Paget’s disease typically affects the spine, pelvis, skull, thigh bone, collar bone, and upper arm bone. This disease mainly affects adults, and it is estimated that between 2 to 3% of Americans suffer from Paget’s disease.

The exact cause of Paget’s disease is unknown. However, family history, as well as viral infection, represent the risk factor. Paget’s disease is usually asymptomatic and often incidentally discovered during X-ray tests performed for other reasons. Over time, Paget’s disease starts to manifest in bone pain and bone deformity. Depending on the affected bone different complications may result from the disease. For example, deformity of the skull can cause headaches and hearing loss.

Degenerative Arthritis

Degenerative arthritis, also known as osteoarthritis or degenerative joint disease, occurs due to inflammation, breakdown, and loss of the cartilage of joints. Degenerative arthritis commonly affects the hands, feet, spine, hips, and knees.

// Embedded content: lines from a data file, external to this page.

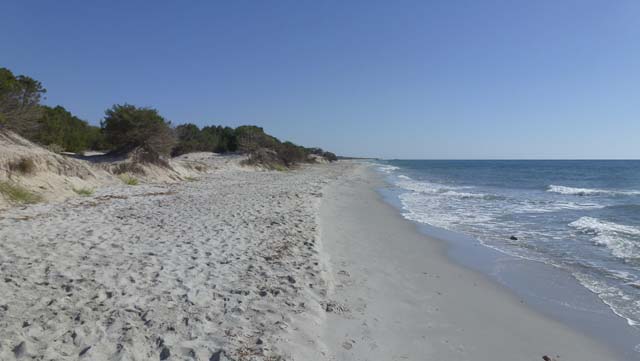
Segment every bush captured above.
[33,106,100,153]
[101,104,176,154]
[9,158,36,174]
[0,182,42,204]
[0,68,47,139]
[322,152,338,162]
[277,142,308,167]
[73,188,95,197]
[120,174,140,186]
[235,125,280,153]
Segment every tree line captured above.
[0,68,337,166]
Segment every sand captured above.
[284,162,619,361]
[0,159,348,360]
[0,161,615,361]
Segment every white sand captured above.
[0,160,340,360]
[283,162,616,361]
[0,162,613,361]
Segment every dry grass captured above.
[9,158,36,174]
[73,188,95,197]
[119,174,140,186]
[0,182,42,204]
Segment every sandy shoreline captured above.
[0,162,632,361]
[0,161,342,360]
[284,164,619,361]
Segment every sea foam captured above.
[547,184,640,196]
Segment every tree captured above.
[33,106,100,152]
[235,125,280,152]
[0,68,46,137]
[100,104,176,154]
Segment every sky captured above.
[0,0,640,159]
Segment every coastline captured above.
[0,161,628,361]
[292,162,623,361]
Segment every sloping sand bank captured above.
[0,165,342,361]
[288,167,617,361]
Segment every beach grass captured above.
[0,182,42,204]
[119,174,140,186]
[73,188,95,197]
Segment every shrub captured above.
[9,158,36,174]
[33,106,100,153]
[322,152,338,162]
[101,104,176,154]
[0,68,46,138]
[0,182,42,204]
[47,143,64,154]
[277,142,307,167]
[73,188,95,197]
[120,174,140,186]
[242,148,286,170]
[112,162,145,174]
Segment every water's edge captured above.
[371,167,640,360]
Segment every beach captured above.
[0,161,618,361]
[282,166,622,361]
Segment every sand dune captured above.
[0,160,350,360]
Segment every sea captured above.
[376,160,640,352]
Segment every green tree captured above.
[33,106,98,152]
[0,68,46,137]
[101,104,176,154]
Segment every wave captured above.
[547,184,640,196]
[569,217,640,259]
[378,165,400,174]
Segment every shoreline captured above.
[292,165,623,361]
[373,165,640,360]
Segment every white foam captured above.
[569,217,640,258]
[547,184,640,196]
[378,165,400,174]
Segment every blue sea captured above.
[377,160,640,328]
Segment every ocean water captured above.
[377,160,640,328]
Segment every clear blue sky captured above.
[0,0,640,158]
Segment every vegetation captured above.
[9,158,36,175]
[0,68,46,138]
[33,106,109,153]
[0,182,42,204]
[101,104,176,155]
[0,68,337,166]
[120,174,140,186]
[73,188,95,197]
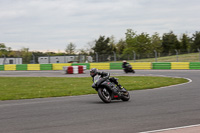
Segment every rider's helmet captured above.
[90,68,98,77]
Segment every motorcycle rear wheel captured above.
[121,91,130,101]
[98,88,111,103]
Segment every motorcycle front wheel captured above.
[98,88,111,103]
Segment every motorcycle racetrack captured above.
[0,70,200,133]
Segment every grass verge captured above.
[0,76,188,100]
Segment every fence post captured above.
[175,49,178,62]
[32,53,35,64]
[112,51,116,61]
[3,54,6,65]
[133,50,136,62]
[197,48,200,62]
[154,50,157,62]
[95,52,98,62]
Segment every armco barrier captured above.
[53,63,71,70]
[152,62,171,69]
[130,62,151,69]
[40,64,53,70]
[0,62,200,71]
[27,64,40,70]
[4,64,16,71]
[110,63,122,69]
[72,63,90,69]
[90,63,110,69]
[171,62,189,69]
[190,62,200,69]
[63,66,84,74]
[16,64,28,71]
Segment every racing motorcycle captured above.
[124,64,135,73]
[92,75,130,103]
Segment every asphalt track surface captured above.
[0,70,200,133]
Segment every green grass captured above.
[0,76,188,100]
[108,53,200,62]
[137,53,199,62]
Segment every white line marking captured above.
[140,124,200,133]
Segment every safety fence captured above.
[0,62,200,71]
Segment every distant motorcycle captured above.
[124,64,135,73]
[92,75,130,103]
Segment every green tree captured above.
[65,42,76,54]
[192,31,200,52]
[116,39,127,54]
[151,32,162,53]
[162,31,180,54]
[20,48,32,64]
[180,34,190,52]
[92,36,112,54]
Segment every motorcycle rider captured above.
[122,60,129,69]
[90,68,123,94]
[122,60,135,73]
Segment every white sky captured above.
[0,0,200,52]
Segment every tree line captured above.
[0,29,200,63]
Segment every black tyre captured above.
[98,88,111,103]
[121,91,130,101]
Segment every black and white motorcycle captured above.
[92,75,130,103]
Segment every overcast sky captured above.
[0,0,200,52]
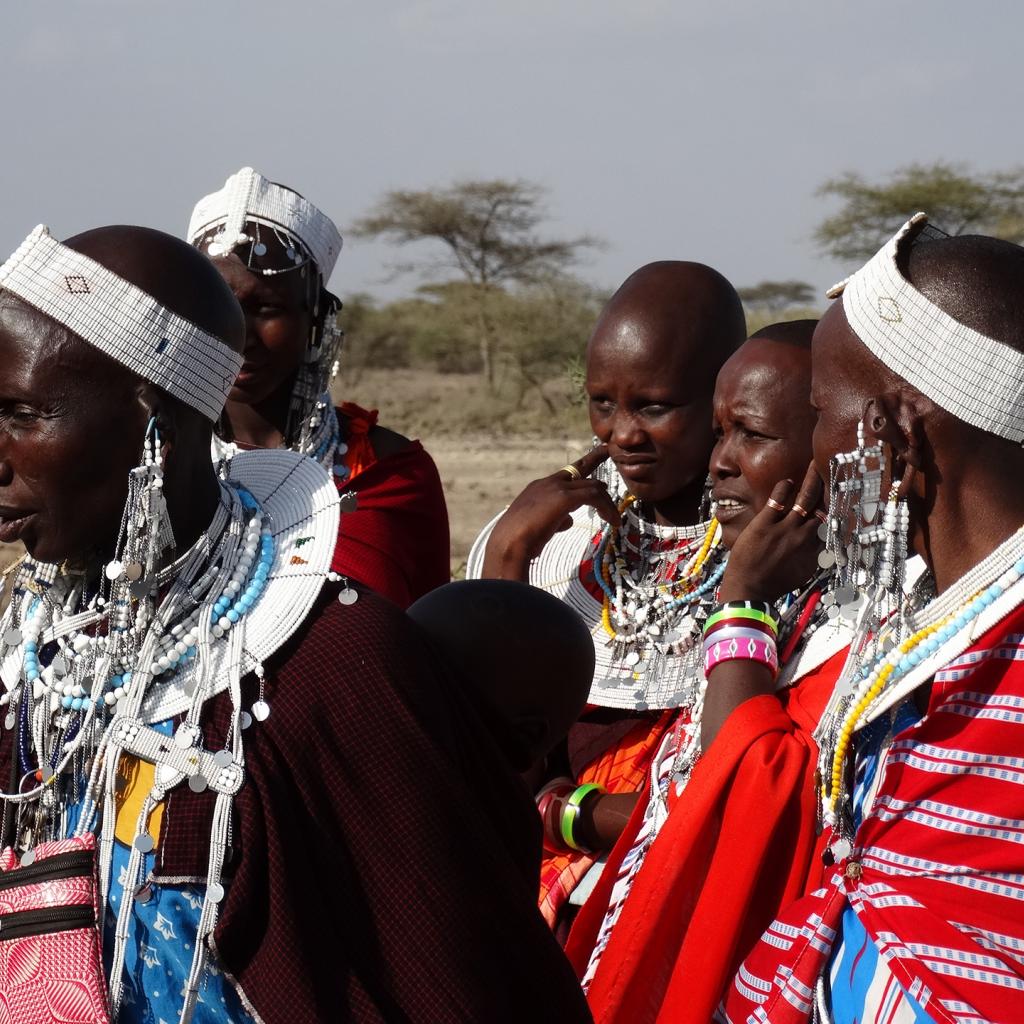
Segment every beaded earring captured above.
[697,473,715,522]
[818,423,886,621]
[591,436,628,505]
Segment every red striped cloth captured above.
[721,608,1024,1024]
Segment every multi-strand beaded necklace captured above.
[594,495,725,700]
[818,529,1024,859]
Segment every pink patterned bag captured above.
[0,835,110,1024]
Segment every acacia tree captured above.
[736,281,815,316]
[814,161,1024,261]
[352,178,596,389]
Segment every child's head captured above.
[409,580,594,771]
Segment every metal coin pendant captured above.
[831,839,853,860]
[174,722,199,751]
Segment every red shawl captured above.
[566,650,846,1024]
[332,404,452,608]
[725,607,1024,1024]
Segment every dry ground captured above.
[0,370,589,575]
[0,435,587,575]
[425,436,589,578]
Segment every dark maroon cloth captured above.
[332,441,452,608]
[147,587,590,1024]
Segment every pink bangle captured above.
[705,630,778,679]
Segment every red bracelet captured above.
[534,775,577,853]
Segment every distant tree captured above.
[352,179,596,389]
[814,162,1024,261]
[737,281,815,316]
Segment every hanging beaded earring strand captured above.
[594,494,725,704]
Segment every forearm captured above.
[579,793,640,853]
[480,521,529,583]
[700,659,775,751]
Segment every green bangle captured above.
[703,608,778,634]
[559,782,606,853]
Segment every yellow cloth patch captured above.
[114,754,164,847]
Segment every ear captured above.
[135,381,179,461]
[512,715,551,771]
[864,387,933,489]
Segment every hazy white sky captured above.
[0,0,1024,297]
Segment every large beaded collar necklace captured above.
[0,444,335,1020]
[815,527,1024,860]
[591,494,726,711]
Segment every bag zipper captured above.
[0,850,93,892]
[0,903,96,942]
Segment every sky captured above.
[0,0,1024,298]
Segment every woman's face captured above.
[709,338,815,548]
[0,299,148,562]
[811,301,871,483]
[213,248,312,406]
[586,334,712,522]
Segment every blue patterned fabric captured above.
[68,721,255,1024]
[103,843,253,1024]
[828,700,934,1024]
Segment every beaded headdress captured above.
[188,167,342,283]
[0,224,242,420]
[827,213,1024,443]
[187,167,342,460]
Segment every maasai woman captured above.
[567,321,850,1024]
[710,214,1024,1024]
[0,227,589,1024]
[188,167,450,607]
[469,262,745,927]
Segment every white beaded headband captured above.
[188,167,342,284]
[827,213,1024,443]
[0,224,242,420]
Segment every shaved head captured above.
[65,224,245,352]
[588,260,746,378]
[750,319,818,352]
[900,234,1024,351]
[587,260,746,525]
[0,226,245,565]
[408,580,594,771]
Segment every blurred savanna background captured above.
[6,162,1024,577]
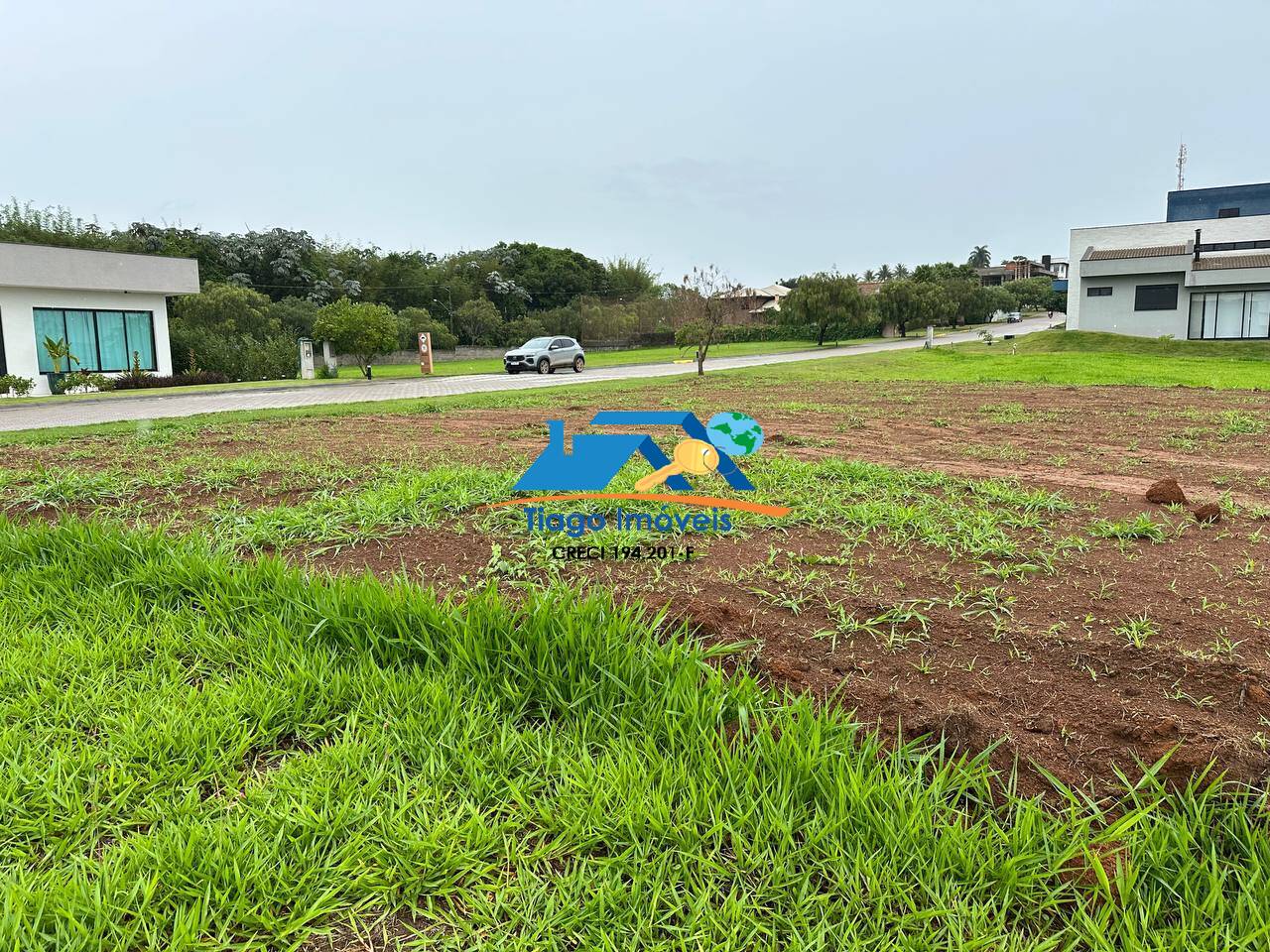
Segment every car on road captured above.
[503,337,586,373]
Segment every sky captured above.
[0,0,1270,285]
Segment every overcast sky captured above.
[0,0,1270,285]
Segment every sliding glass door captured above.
[1187,291,1270,340]
[35,307,159,373]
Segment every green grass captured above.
[0,522,1270,952]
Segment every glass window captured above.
[123,311,158,371]
[1247,291,1270,337]
[1187,295,1204,340]
[33,307,158,373]
[1216,291,1243,337]
[63,311,100,371]
[96,311,132,371]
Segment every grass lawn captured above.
[0,522,1270,952]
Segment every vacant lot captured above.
[0,332,1270,948]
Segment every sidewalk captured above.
[0,317,1049,430]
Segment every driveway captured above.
[0,314,1061,430]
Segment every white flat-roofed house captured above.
[0,242,198,394]
[1067,214,1270,340]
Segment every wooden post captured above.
[419,331,432,377]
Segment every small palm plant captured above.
[45,336,78,373]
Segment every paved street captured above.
[0,317,1051,430]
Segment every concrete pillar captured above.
[300,337,314,380]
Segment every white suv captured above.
[503,337,586,373]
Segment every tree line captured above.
[0,200,1065,380]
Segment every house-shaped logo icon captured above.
[514,410,754,493]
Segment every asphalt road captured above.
[0,317,1058,430]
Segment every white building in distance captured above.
[0,242,198,394]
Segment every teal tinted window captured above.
[96,311,132,371]
[35,307,159,373]
[123,311,158,371]
[64,311,98,371]
[36,307,66,373]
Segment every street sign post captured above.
[419,331,432,377]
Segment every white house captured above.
[0,242,198,394]
[1067,214,1270,340]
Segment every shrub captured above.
[675,321,792,346]
[0,373,36,396]
[114,371,230,390]
[61,371,114,394]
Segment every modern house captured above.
[722,285,790,317]
[0,242,198,394]
[974,255,1067,287]
[1067,197,1270,340]
[1165,181,1270,221]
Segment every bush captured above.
[675,321,792,346]
[0,373,36,396]
[61,371,114,394]
[114,371,230,390]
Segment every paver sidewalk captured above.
[0,317,1051,430]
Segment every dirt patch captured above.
[9,378,1270,789]
[1147,477,1187,505]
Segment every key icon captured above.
[635,439,718,493]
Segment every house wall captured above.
[0,287,172,394]
[1067,272,1190,340]
[1067,214,1270,337]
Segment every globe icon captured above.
[706,413,763,456]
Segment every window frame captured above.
[1133,282,1180,313]
[31,304,159,375]
[1187,289,1270,340]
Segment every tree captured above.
[604,258,661,300]
[679,264,746,377]
[172,283,275,340]
[454,298,503,346]
[874,278,921,337]
[780,273,865,346]
[314,305,398,380]
[267,298,318,339]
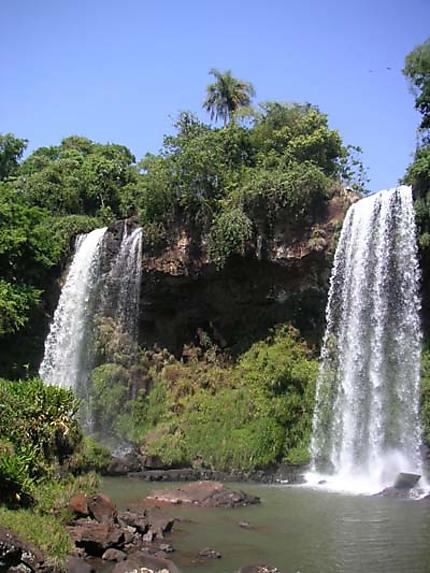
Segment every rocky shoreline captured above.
[0,481,277,573]
[101,454,307,484]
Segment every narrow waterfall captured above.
[311,186,422,491]
[104,221,142,341]
[39,228,107,397]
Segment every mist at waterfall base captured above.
[306,186,423,493]
[39,221,142,433]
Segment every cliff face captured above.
[139,191,354,355]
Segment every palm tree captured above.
[203,68,255,127]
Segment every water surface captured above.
[103,478,430,573]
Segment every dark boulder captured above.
[66,555,95,573]
[0,526,44,572]
[112,551,180,573]
[393,472,421,489]
[102,547,127,562]
[199,547,222,559]
[237,565,279,573]
[147,481,260,508]
[66,520,124,557]
[69,493,89,517]
[88,494,117,523]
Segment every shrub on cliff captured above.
[99,327,317,470]
[134,102,363,266]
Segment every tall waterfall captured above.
[104,221,142,340]
[311,186,422,491]
[39,228,107,397]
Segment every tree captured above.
[0,133,28,181]
[203,68,255,126]
[403,38,430,129]
[403,38,430,250]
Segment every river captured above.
[103,478,430,573]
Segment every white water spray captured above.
[39,228,106,397]
[105,222,142,341]
[308,186,422,492]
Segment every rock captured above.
[237,565,279,573]
[66,521,124,557]
[142,455,166,470]
[375,487,409,499]
[102,454,143,476]
[148,510,175,539]
[112,551,180,573]
[102,547,127,561]
[0,526,44,573]
[201,489,260,507]
[199,547,222,559]
[147,481,260,507]
[393,472,421,489]
[67,556,95,573]
[142,531,157,543]
[117,510,149,533]
[69,493,89,517]
[88,494,117,523]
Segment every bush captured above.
[0,379,82,504]
[134,327,318,470]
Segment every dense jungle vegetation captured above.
[0,36,430,559]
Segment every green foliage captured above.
[0,506,73,571]
[14,136,137,216]
[0,133,28,181]
[209,209,252,268]
[403,38,430,246]
[0,379,81,504]
[403,38,430,129]
[114,327,317,470]
[0,474,100,571]
[68,436,112,475]
[0,179,100,348]
[0,279,41,337]
[203,68,255,126]
[135,102,363,267]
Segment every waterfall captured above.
[104,221,142,341]
[311,186,422,491]
[39,228,107,397]
[39,221,142,431]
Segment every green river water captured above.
[103,478,430,573]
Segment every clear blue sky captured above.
[0,0,430,190]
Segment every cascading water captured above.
[308,186,422,491]
[39,228,107,397]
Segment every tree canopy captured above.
[403,38,430,129]
[203,68,255,126]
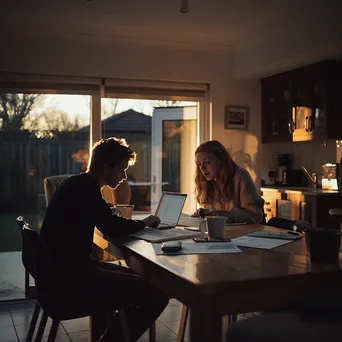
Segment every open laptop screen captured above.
[156,192,187,226]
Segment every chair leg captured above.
[25,270,30,298]
[148,322,156,342]
[177,305,189,342]
[26,303,40,342]
[35,311,48,342]
[118,310,131,342]
[223,314,237,331]
[89,314,104,342]
[47,319,59,342]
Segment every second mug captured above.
[199,216,226,240]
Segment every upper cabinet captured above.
[261,62,342,143]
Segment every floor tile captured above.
[62,317,89,334]
[8,301,35,313]
[69,331,89,342]
[0,327,18,342]
[14,322,66,342]
[11,310,33,325]
[164,321,190,339]
[42,335,71,342]
[168,298,183,306]
[159,305,183,323]
[0,311,13,328]
[156,320,177,341]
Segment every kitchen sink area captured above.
[260,185,342,228]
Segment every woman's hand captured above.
[142,215,160,228]
[191,208,213,217]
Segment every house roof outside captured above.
[80,109,152,132]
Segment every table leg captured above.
[88,315,103,342]
[190,299,222,342]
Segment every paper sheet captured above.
[130,228,202,242]
[232,235,293,249]
[153,242,243,255]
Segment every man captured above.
[41,138,168,341]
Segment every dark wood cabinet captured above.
[261,61,342,143]
[262,74,292,142]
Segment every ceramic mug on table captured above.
[199,216,227,239]
[112,204,134,219]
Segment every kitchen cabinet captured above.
[261,74,292,143]
[261,61,342,143]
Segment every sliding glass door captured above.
[151,106,198,214]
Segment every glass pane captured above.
[0,93,90,300]
[102,98,197,213]
[162,120,197,214]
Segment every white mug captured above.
[199,216,227,239]
[113,204,134,219]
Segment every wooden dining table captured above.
[94,224,342,342]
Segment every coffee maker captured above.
[322,158,342,190]
[277,153,291,185]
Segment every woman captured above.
[193,140,265,223]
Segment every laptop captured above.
[155,192,187,229]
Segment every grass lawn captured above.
[0,210,44,253]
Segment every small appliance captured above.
[277,154,291,185]
[322,159,342,190]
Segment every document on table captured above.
[153,242,243,255]
[130,228,202,242]
[232,235,293,249]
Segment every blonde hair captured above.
[195,140,238,207]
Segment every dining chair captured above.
[41,178,156,342]
[17,216,129,342]
[177,304,237,342]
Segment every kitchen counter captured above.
[260,185,342,196]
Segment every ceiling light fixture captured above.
[181,0,189,13]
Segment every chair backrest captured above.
[44,175,71,206]
[17,216,52,291]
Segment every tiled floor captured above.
[0,252,25,300]
[0,299,257,342]
[0,299,186,342]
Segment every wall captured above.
[0,36,261,183]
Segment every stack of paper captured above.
[130,228,202,242]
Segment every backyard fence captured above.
[0,139,88,210]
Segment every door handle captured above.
[304,116,309,132]
[152,176,157,192]
[288,120,296,134]
[308,116,314,132]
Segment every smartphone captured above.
[193,237,231,243]
[161,241,182,253]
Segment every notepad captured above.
[130,228,202,242]
[247,230,303,240]
[153,242,243,255]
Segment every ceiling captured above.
[0,0,342,76]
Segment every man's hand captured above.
[142,215,160,228]
[191,208,213,217]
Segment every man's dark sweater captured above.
[40,173,145,285]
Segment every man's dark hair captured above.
[88,137,136,171]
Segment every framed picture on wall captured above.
[224,106,248,129]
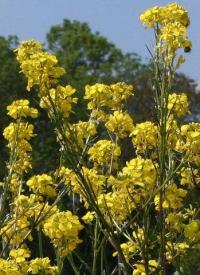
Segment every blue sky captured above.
[0,0,200,82]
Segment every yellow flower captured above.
[10,246,31,263]
[184,220,200,241]
[167,93,189,117]
[105,111,133,138]
[131,121,159,153]
[28,257,58,275]
[43,211,83,256]
[81,211,94,224]
[26,174,57,197]
[7,99,38,119]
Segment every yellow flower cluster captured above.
[0,194,58,246]
[165,212,184,232]
[122,158,157,194]
[133,260,159,275]
[3,122,34,174]
[167,93,189,117]
[0,258,21,275]
[26,174,57,198]
[27,257,58,275]
[180,167,200,187]
[88,139,121,166]
[66,121,97,149]
[43,211,83,256]
[9,246,31,263]
[131,121,159,153]
[0,215,32,246]
[40,85,77,117]
[184,220,200,241]
[17,40,65,95]
[140,3,190,28]
[7,99,38,119]
[3,100,38,176]
[140,3,192,50]
[176,122,200,165]
[166,115,180,149]
[105,111,133,138]
[166,241,189,262]
[81,211,95,224]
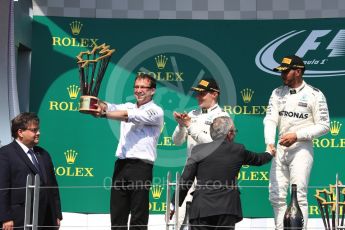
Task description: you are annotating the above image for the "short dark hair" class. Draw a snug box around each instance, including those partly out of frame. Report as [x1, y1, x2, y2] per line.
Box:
[134, 74, 157, 89]
[11, 112, 40, 138]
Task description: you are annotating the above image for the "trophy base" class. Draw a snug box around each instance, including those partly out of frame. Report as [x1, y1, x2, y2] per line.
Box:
[79, 95, 99, 114]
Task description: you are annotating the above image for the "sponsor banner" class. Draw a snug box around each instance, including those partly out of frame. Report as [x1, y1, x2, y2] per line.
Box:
[30, 16, 345, 217]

The disease is associated with symptoms such as joint pain, tenderness, stiffness, swelling, and limited movement of joints. Scientists have not identified what causes degenerative arthritis, but certain factors are known to increase the risk for the disease. The risk factors include family history, fractures, age over 45 years, and being a female.

Also, several medical conditions may contribute to the development of osteoarthritis. They are rheumatoid arthritis, Paget’s disease, gout, parathyroid disease, chronic kidney disease, and senile osteoporosis.